Talks began then to get Genshin Impact jewellery prototyped in late 2019, and it was only this year that the Genshin Impact Vision jewellery line started to be considered for retail. After the prototypes were completed in 2019, miHoYo invited Que to meet with their Genshin Impact team in Shanghai to further discuss the commercialisation of the jewellery, though she decided not to take them up on the offer, instead opting to maintain virtual correspondence with the team. Currently, the Genshin Impact Vision jewellery line is in the process of being planned for mass production and release.
“It can take less than one and a half months to prototype our in-house jewellery designs because it’s just me and my team,” Que stated, when asked how long it takes to design and make a set of jewellery, “and three months if the game developers work very closely [in proximity] with us.”
Not all of the jewellery will be available or made available for sale, Que notes, as she may not be able to afford the intellectual property (IP) license to sell them.
“Do you know, the license fee for World of Warcraft could be two million dollars?” she remarked, “There’s no way we can afford that!”
As such, in the case of larger IPs like Genshin Impact, Que has positioned herself as a luxury customisation service providing her expertise in gemstones and jewellery design for the companies behind those major IPs.

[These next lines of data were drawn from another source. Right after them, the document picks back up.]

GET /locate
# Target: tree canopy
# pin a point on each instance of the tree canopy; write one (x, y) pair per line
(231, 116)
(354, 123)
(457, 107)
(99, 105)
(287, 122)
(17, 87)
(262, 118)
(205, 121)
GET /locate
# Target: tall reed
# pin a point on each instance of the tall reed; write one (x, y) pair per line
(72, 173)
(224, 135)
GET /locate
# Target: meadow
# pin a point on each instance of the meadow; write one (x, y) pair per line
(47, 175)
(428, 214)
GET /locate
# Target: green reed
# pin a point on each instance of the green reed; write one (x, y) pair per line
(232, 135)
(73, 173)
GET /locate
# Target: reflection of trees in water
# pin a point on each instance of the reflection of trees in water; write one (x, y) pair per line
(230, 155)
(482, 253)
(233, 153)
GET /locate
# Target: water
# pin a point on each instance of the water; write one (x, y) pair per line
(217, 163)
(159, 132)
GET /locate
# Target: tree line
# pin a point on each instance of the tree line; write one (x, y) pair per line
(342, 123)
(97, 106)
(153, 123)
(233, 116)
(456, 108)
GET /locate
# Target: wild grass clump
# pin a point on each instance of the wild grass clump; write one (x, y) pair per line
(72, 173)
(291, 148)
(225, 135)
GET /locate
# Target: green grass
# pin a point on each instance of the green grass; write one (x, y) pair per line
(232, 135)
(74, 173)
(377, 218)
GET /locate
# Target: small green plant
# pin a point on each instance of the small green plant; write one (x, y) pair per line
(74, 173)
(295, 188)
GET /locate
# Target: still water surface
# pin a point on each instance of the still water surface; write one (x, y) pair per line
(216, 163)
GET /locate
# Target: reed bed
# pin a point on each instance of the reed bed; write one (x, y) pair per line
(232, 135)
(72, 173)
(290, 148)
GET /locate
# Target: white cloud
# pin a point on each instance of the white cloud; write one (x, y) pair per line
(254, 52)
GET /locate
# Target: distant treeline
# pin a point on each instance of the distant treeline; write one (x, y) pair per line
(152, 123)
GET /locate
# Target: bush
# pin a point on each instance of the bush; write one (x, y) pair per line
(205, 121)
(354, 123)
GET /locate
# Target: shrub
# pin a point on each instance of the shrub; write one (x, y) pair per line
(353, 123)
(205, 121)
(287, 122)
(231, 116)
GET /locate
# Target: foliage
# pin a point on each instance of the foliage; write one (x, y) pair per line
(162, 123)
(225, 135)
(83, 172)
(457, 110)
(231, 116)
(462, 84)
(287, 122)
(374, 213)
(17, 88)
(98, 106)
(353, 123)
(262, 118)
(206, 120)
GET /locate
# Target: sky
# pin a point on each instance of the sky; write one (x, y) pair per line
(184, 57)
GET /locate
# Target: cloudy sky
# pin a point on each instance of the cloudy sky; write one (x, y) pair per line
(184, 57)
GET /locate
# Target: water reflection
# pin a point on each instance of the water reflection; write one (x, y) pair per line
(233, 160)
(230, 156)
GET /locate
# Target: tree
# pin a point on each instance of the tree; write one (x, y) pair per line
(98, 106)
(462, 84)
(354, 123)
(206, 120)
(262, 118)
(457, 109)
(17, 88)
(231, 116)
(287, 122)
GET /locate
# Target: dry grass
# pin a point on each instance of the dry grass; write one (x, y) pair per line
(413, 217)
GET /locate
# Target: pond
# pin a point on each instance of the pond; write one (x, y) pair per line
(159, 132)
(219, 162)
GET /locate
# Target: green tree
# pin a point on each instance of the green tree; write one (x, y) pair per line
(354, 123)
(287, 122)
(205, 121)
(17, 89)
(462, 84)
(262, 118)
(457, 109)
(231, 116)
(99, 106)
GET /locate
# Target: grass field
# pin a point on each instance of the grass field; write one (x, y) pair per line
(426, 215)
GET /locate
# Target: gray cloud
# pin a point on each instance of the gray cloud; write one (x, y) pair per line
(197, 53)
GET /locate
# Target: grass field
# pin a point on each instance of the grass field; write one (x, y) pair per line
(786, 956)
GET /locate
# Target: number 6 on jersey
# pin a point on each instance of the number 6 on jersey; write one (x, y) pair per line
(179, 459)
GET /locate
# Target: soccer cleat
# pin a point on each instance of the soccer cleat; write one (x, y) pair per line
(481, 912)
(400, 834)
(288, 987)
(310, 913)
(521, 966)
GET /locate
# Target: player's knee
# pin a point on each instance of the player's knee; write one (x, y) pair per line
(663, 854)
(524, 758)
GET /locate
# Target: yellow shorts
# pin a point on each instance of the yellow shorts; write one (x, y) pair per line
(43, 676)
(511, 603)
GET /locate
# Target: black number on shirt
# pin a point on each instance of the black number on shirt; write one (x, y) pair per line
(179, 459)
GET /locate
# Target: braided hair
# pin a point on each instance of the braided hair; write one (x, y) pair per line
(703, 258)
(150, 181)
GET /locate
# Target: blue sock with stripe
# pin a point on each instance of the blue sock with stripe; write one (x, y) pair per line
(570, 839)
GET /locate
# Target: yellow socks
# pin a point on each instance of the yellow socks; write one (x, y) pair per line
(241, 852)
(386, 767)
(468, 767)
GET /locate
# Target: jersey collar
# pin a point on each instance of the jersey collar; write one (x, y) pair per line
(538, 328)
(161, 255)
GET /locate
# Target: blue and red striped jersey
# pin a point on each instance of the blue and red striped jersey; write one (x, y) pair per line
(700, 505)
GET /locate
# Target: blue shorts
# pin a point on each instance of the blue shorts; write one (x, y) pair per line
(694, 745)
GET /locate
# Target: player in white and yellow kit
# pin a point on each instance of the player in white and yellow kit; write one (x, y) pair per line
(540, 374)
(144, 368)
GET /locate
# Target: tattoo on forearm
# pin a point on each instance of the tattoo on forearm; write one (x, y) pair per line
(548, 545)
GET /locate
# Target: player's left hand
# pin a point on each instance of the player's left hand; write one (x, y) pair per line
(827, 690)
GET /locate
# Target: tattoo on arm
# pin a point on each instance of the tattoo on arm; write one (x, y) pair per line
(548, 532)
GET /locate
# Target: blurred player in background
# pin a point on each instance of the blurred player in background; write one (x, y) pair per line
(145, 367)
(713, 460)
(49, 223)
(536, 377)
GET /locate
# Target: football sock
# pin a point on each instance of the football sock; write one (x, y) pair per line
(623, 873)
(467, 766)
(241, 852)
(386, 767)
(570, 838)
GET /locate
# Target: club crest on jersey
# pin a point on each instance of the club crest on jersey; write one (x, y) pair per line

This means that Que isn’t sure when the Genshin Impact Vision jewellery will be made available for the fans and how much they will be going for, as those decisions are miHoYo’s to make. However, Que emphasised that affordability is an important consideration during the design process. As an avid gamer herself, she understands what price point will be comfortable for fans of the game. After all, with gamers, the games come before the accessories. Thus, each jewellery piece will have an affordable version. Browsing through VectorGems’ online catalogue, prices range from US$38.80 to US$1,999 depending on the jewellery’s design and material.
Que’s love for games and jewellery goes beyond purely business. During the interview, she took out a variety of game-themed jewellery that she, along with her team, designed and made based on games they like, such as Zen Koi 2, a casual game developed by Singaporean game developer LandShark Games, and Ulala: Idle Adventure, an idle massively multiplayer online role-playing game (MMORPG) developed by Chinese game developer So Funny. It even includes a pickaxe from Minecraft, which she delights in wearing herself.
“I already spent a few thousand dollars on Genshin Impact,” she said while laughing, “and I stayed up till 3 am playing Age of Empire IV this month. It’s so fun.”
Currently, VectorGems is in contact with Tencent in talks about a potential jewellery line based on the MOBA Honor of Kings.